O sociólogo Nick Couldry trabalha na London School of Economics and Political Science, no Reino Unido. Seu trabalho é voltado principalmente para estudos de mídia e comunicações, cultura e poder, e teoria social. Ele apresentou uma Conferência Magna intitulada “IA como Mito e Colonialismo de Dados” na Reunião Magna da ABC 2024, no dia 7 de maio.
Couldry descreve a inteligência artificial (IA) como uma evolução da computação. “Não é inteligência, nem é artificial, porque depende do trabalho humano para treiná-la. É apenas probabilística, não é criativa”. E vai além: afirma que é uma descrição equivocada, que cria um reconhecimento equivocado. “No mínimo, é um exagero de marketing que serve aos interesses de algumas grandes corporações de tecnologia.”
Couldry defende que as práticas e discursos que chamamos de “IA” representam uma redefinição fundamental do conhecimento e de suas relações de poder. “E se impõe com a nossa participação, que incorporamos a IA na vida cotidiana sem entender o que está em jogo”, alertou.

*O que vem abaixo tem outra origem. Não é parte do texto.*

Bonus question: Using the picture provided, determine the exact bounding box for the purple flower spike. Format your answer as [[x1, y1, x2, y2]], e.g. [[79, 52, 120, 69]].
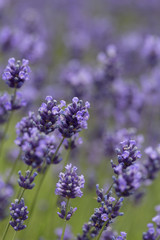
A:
[[58, 97, 90, 138], [55, 225, 73, 240], [9, 198, 28, 231], [55, 163, 85, 199], [115, 139, 141, 169], [57, 201, 77, 221], [37, 96, 65, 134], [116, 232, 127, 240], [18, 170, 38, 189], [0, 93, 11, 124], [2, 58, 30, 88]]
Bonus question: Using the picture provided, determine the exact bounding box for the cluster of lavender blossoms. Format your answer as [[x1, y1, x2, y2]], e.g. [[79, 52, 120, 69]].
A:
[[58, 97, 90, 138], [9, 198, 28, 231], [2, 0, 160, 239], [2, 58, 30, 88], [15, 96, 90, 170], [111, 139, 142, 197], [143, 205, 160, 239], [55, 164, 85, 199], [55, 164, 85, 222], [0, 93, 11, 124], [77, 184, 124, 239]]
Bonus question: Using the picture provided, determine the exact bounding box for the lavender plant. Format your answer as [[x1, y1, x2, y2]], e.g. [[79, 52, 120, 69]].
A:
[[1, 1, 160, 239]]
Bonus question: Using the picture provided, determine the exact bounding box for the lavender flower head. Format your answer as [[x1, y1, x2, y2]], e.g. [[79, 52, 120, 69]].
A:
[[55, 163, 85, 198], [111, 139, 142, 197], [115, 139, 141, 169], [18, 170, 38, 189], [15, 112, 37, 147], [37, 96, 66, 134], [143, 205, 160, 239], [57, 201, 77, 221], [55, 225, 73, 240], [143, 145, 160, 182], [115, 232, 127, 240], [0, 92, 11, 124], [2, 58, 30, 88], [98, 44, 120, 82], [113, 162, 143, 197], [10, 198, 28, 231], [58, 97, 90, 138], [20, 128, 59, 168], [77, 185, 123, 239], [142, 35, 160, 67]]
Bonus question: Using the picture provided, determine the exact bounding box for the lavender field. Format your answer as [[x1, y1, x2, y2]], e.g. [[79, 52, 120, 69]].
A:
[[1, 0, 160, 240]]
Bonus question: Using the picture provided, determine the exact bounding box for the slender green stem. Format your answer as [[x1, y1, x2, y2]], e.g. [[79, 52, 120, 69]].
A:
[[29, 171, 46, 218], [105, 182, 114, 195], [96, 218, 110, 240], [1, 217, 12, 240], [6, 150, 21, 183], [11, 231, 16, 240], [0, 88, 17, 160], [61, 198, 70, 240], [52, 137, 65, 163], [62, 141, 71, 171], [29, 137, 65, 222]]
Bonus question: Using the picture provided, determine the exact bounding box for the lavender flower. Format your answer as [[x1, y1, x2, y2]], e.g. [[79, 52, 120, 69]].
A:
[[143, 205, 160, 239], [18, 170, 38, 189], [115, 232, 127, 240], [37, 96, 65, 134], [10, 198, 28, 231], [115, 140, 141, 169], [143, 146, 160, 182], [0, 93, 11, 124], [55, 163, 85, 199], [77, 186, 123, 239], [57, 201, 77, 221], [2, 58, 30, 88], [58, 97, 90, 138], [15, 112, 37, 147], [142, 35, 160, 67], [98, 45, 120, 83], [104, 128, 144, 157], [0, 26, 15, 52], [113, 163, 142, 197], [0, 177, 13, 220], [101, 228, 117, 240], [55, 225, 74, 240], [21, 128, 60, 168]]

Nossa ordem socioeconômica está sendo transformada através da IA, aponta Couldry, transformando a vasta capacidade de computação expandida em algo que chamamos de “inteligência”, mas são os resultados matemáticos de vasta e direcionada computação interativa que é… eficaz. “Mas não pode explicar por que é eficaz!” Ele citou Vint Cerf, que diz que a IA generativa gera previsões cujo único critério de eficácia é “credibilidade gramatical”. Couldry alerta que “confundir” os resultados da IA com conhecimento é cometer um erro de categoria profundo. “Se os resultados da IA, por mais eficazes que sejam como hipóteses, não podem explicar por que são plausíveis, então a IA é fundamentalmente diferente da inteligência humana”, observou.

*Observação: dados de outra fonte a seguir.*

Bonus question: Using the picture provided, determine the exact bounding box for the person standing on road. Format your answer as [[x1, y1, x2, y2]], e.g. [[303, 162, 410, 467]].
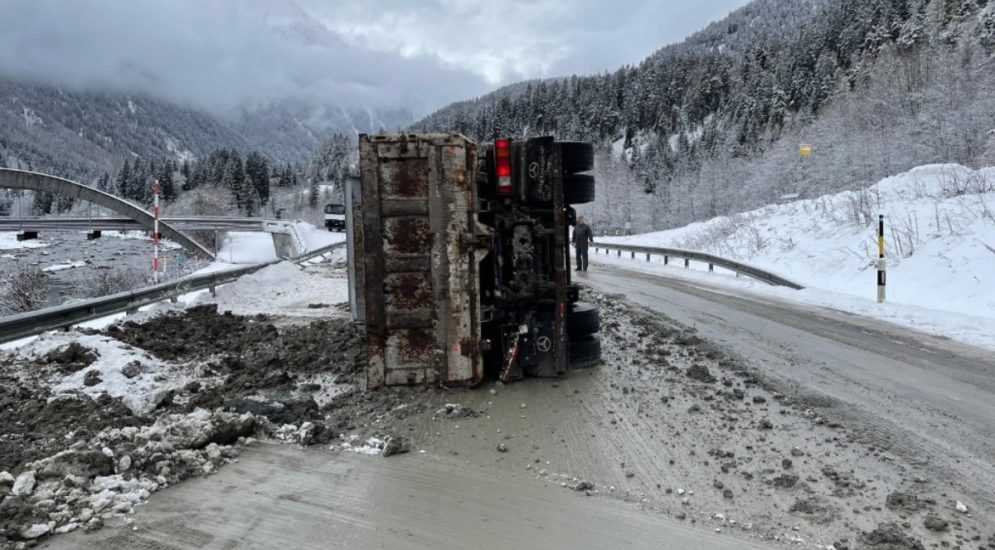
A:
[[572, 217, 594, 272]]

E essa é uma questão importante, de acordo com Couldry, porque nossa percepção da IA pode reconfigurar o que chamamos de “conhecimento” e como ele estará incorporado à vida social. O que a IA entrega é uma produção acelerada de resultados ‘suficientemente bons’. E isso é uma mudança na construção social do conhecimento”, afirmou.
As consequências podem ser impactantes para a liberdade social, se esse poder cognitivo for continuamente aplicado e ocorra um aumento da “espionagem em massa” através da IA em grande escala. E podem impactar também nas instituições de conhecimento de todos os tipos: como, e em que termos, elas podem confiar no conhecimento baseado na experiência humana se ele se torna um ativo financeiro?
Assim, Couldry considera que vivemos uma nova fase nas relações entre colonialismo e capitalismo, que é o colonialismo de dados, uma ordem emergente para a apropriação da vida humana, de modo que os dados possam ser continuamente extraídos dela, com valor agregado. “O colonialismo de dados prepara o terreno para um novo modo de produção capitalista e organização socioeconômica, enquanto coexiste com o legado neocolonial. É uma continuação da tentativa do Ocidente de impor uma única versão de racionalidade ao mundo”, explicou o sociólogo.
Para o palestrante, estamos reimaginando o conhecimento em prol do poder computacional comercial massivo controlado, enquanto imaginamos os limites inerentes à computação. “E essa visão de conhecimento produz ignorância”, pontuou.
E Couldry propõe uma tomada de posição. “Se o ‘risco existencial’ da IA reside nas transformações sociais que se desdobram em torno dela, o papel das ciências sociais não deveria ser a aceitação, mas sim a crítica da IA.”